Existe também o gvim, que é o vim em modo gráfico, com todas as funcionalidades do vim em pleno funcionamento, o que muda é apenas o modo gráfico mesmo.

O vim possui vários modos, ou seja, estados em que ele se encontra. São eles: modo de inserção, comandos, linha de comando, visual, busca e reposição. Abordarei os dois principais:

Modo de inserção e de comandos

Para identificar o modo (estado) do vim, basta visualizar o rodapé da tela.

Agora, vamos à prática. Para executar o vim, utilize:

$ vi => Abre o vim vazio, sem nenhum arquivo e exibe a tela de apresentação.
$ vi arquivo => Abre o arquivo de nome “arquivo”.
$ vi arquivo + => Abre o arquivo de nome “arquivo”, com o cursor no final do mesmo.
$ vi arquivo +10 => Abre o arquivo de nome “arquivo”, com o cursor na linha 10.
$ vi arquivo +/Copag => Abre o arquivo de nome “arquivo”, na primeira ocorrência da palavra “Copag”.
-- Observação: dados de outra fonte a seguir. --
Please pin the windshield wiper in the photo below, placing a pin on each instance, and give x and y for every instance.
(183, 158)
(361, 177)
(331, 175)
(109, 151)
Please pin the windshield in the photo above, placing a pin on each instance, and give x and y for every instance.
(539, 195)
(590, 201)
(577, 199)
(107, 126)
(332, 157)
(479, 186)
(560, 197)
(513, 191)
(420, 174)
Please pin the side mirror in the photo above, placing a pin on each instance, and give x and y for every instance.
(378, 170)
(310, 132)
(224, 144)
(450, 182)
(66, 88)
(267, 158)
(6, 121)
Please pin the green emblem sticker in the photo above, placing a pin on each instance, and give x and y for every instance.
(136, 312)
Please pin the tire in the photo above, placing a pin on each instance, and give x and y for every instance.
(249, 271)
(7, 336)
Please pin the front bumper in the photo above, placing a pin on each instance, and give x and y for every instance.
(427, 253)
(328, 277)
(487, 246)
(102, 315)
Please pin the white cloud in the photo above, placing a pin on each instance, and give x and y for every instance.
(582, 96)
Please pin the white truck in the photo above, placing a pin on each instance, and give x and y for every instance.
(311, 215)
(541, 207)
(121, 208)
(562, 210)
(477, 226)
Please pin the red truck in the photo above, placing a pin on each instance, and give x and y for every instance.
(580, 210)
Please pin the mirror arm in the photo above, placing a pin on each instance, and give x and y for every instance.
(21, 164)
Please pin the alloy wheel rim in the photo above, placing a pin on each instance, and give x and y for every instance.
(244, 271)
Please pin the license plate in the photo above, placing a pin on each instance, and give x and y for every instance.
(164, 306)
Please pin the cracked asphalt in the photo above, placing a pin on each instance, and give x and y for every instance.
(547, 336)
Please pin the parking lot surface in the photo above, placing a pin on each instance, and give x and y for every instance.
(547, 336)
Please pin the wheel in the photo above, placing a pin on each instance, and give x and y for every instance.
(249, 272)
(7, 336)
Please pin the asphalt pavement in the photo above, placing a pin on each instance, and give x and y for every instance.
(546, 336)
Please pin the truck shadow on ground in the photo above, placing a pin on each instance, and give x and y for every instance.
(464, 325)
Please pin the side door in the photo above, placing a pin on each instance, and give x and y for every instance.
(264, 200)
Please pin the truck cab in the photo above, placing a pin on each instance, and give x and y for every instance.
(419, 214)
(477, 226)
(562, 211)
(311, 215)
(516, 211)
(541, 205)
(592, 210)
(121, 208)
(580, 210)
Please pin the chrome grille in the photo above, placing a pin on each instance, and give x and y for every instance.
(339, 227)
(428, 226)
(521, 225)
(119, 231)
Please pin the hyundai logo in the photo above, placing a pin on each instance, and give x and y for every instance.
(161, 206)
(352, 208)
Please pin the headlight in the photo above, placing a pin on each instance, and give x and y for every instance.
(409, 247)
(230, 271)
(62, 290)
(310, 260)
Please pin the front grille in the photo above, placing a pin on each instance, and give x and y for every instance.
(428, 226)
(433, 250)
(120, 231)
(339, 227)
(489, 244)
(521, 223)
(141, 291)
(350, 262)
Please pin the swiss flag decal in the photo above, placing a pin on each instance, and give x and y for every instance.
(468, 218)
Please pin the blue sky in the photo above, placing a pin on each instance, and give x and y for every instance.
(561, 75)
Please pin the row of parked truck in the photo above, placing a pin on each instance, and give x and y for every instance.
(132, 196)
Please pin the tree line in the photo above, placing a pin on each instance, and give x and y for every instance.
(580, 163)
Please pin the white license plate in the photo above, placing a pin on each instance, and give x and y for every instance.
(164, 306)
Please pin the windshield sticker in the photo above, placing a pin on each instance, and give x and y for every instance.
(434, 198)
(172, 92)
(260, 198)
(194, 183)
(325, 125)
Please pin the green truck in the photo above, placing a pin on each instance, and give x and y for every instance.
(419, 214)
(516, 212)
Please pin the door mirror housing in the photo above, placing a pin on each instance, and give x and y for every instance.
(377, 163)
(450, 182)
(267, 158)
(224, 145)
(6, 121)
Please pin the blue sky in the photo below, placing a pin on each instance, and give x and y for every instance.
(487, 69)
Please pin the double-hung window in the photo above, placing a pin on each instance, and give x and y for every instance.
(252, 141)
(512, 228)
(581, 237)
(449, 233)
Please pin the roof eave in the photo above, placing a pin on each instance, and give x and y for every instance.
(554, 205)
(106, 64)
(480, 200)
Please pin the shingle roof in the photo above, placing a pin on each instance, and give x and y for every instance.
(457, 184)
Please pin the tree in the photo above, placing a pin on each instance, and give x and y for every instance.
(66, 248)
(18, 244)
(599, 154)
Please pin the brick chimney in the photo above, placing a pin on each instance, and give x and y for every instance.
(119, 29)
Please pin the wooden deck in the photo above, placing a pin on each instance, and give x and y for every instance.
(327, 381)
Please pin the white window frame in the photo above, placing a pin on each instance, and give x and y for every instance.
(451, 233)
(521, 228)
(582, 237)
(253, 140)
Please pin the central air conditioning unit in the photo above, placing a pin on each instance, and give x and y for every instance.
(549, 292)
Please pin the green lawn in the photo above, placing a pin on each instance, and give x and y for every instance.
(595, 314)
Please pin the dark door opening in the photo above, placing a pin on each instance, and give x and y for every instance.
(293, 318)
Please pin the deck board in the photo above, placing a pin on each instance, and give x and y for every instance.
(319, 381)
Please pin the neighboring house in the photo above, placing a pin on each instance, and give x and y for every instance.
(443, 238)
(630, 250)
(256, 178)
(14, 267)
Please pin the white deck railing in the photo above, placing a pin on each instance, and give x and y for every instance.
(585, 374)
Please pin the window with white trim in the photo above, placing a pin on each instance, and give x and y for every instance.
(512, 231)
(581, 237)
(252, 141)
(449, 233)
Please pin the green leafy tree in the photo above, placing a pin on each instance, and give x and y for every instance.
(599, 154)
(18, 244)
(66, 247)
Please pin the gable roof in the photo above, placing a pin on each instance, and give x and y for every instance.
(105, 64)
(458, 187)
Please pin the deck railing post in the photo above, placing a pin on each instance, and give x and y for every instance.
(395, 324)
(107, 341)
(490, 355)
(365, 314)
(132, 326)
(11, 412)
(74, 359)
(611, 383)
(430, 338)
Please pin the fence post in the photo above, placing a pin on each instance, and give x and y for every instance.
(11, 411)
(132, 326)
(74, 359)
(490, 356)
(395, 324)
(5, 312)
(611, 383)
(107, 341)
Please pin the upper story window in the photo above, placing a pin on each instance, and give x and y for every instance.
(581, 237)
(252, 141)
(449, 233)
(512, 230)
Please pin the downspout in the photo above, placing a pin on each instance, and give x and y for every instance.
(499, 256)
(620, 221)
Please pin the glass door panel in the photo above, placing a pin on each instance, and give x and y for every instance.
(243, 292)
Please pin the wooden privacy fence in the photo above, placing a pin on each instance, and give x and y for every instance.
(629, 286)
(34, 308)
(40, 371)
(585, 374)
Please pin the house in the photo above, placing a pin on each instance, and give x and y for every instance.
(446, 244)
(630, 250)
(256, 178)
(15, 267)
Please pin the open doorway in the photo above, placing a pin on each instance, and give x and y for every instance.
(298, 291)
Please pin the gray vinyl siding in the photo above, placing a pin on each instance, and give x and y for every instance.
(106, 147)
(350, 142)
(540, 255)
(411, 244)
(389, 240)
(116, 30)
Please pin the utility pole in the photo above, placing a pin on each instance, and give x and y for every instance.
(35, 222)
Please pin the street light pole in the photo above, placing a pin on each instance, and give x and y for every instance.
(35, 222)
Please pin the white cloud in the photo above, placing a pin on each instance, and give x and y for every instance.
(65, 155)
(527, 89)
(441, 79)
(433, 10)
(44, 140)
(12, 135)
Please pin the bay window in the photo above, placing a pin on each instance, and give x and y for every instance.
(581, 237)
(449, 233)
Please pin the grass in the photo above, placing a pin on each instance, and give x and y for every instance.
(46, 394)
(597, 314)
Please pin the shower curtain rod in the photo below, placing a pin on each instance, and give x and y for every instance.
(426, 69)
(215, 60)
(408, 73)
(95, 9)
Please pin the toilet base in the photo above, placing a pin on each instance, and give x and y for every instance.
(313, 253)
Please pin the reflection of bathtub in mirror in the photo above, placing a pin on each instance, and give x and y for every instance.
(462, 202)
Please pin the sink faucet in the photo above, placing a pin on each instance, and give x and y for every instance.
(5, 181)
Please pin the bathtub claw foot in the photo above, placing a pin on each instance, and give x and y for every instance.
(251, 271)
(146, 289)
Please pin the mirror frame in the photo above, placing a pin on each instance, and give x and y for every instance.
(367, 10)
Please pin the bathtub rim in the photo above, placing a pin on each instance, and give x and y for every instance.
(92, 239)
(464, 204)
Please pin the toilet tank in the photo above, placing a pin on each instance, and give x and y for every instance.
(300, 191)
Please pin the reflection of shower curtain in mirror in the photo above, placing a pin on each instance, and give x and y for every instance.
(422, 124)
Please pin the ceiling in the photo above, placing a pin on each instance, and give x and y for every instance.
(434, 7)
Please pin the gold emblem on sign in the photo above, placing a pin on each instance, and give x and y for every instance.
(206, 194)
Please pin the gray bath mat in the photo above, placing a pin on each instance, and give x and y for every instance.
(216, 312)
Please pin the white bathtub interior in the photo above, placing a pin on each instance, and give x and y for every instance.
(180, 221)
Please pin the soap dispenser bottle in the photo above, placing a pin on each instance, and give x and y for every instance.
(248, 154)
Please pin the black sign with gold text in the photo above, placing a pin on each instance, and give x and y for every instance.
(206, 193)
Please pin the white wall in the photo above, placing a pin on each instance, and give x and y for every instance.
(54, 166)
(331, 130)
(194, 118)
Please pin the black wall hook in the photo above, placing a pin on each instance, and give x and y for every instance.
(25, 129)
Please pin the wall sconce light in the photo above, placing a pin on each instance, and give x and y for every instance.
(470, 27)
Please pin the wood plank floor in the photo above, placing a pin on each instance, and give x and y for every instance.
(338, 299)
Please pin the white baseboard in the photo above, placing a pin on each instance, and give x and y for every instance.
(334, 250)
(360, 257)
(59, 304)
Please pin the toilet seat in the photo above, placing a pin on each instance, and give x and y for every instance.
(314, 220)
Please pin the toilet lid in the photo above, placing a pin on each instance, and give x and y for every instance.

Ao executar o vim, ele inicia diretamente em modo de comando. Para comprovar, é só olhar na última linha (rodapé) e não vai haver nada lá. Isso quer dizer que você não conseguirá escrever nada, pode digitar a vontade que só vai ouvir beeps. Para começar a escrever, pressione “i” em seu teclado. O vim entra em modo de inserção, que você comprova (como falado anteriormente) pelo rodapé da tela, onde fica a seguinte marcação:

– – — INSERT —

Suponha que você já digitou o bastante, e quer salvar, por segurança. Pressione a tecla ESC para voltar em modo de comandos. E veja os comandos para salvar/sair:

:w => Salva o arquivo que está sendo editado no momento.
:q => Sai.
:wq => Salva e sai.
😡 => Idem.
ZZ => Idem.
:w! => Salva forçado.
:q! => Sai forçado.
:wq! => Salva e sai forçado.

Então, você editou uma boa quantidade de textos e quer salvar:

:w

Agora, quer voltar a editar o texto:

i

Lembre que utilizando o “i” para inserção, a mesma se inicia inserindo texto antes do cursor. Veja agora outros subcomandos de inserção de texto:

A => Insere o texto no fim da linha onde se encontra o cursor
o => Adiciona uma linha vazia abaixo da linha corrente
O => Adiciona uma linha vazia acima da linha corrente
Ctrl + h => Apaga último caracter à esquerda

Voltando ao modo de comando:

Veja agora subcomandos para movimentação pelo texto:

Ctrl + f => Passa para a tela seguinte.
Ctrl + b => Passa para a tela anterior.
H => Move o cursor para a primeira linha da tela.
M => Move o cursor para o meio da tela.
L => Move o cursor para a última linha da tela.
h => Move o cursor para caracter a esquerda.
j => Move o cursor para linha abaixo.
k => Move o cursor para linha acima.
l => Move o cursor para caracter a direita.
w => Move o cursor para o início da próxima palavra (não ignorando a pontuação).
W => Move o cursor para o início da próxima palavra (ignorando a pontuação).
b => Move o cursor para o início da palavra anterior (não ignorando a pontuação).
B => Move o cursor para o início da palavra anterior (ignorando a pontuação).
0 (zero) => Move o cursor para o início da linha corrente.
^ => Move o cursor para o primeiro caracter não branco da linha.
$ => Move o cursor para o fim da linha corrente.
nG => Move o cursor para a linha de número “n”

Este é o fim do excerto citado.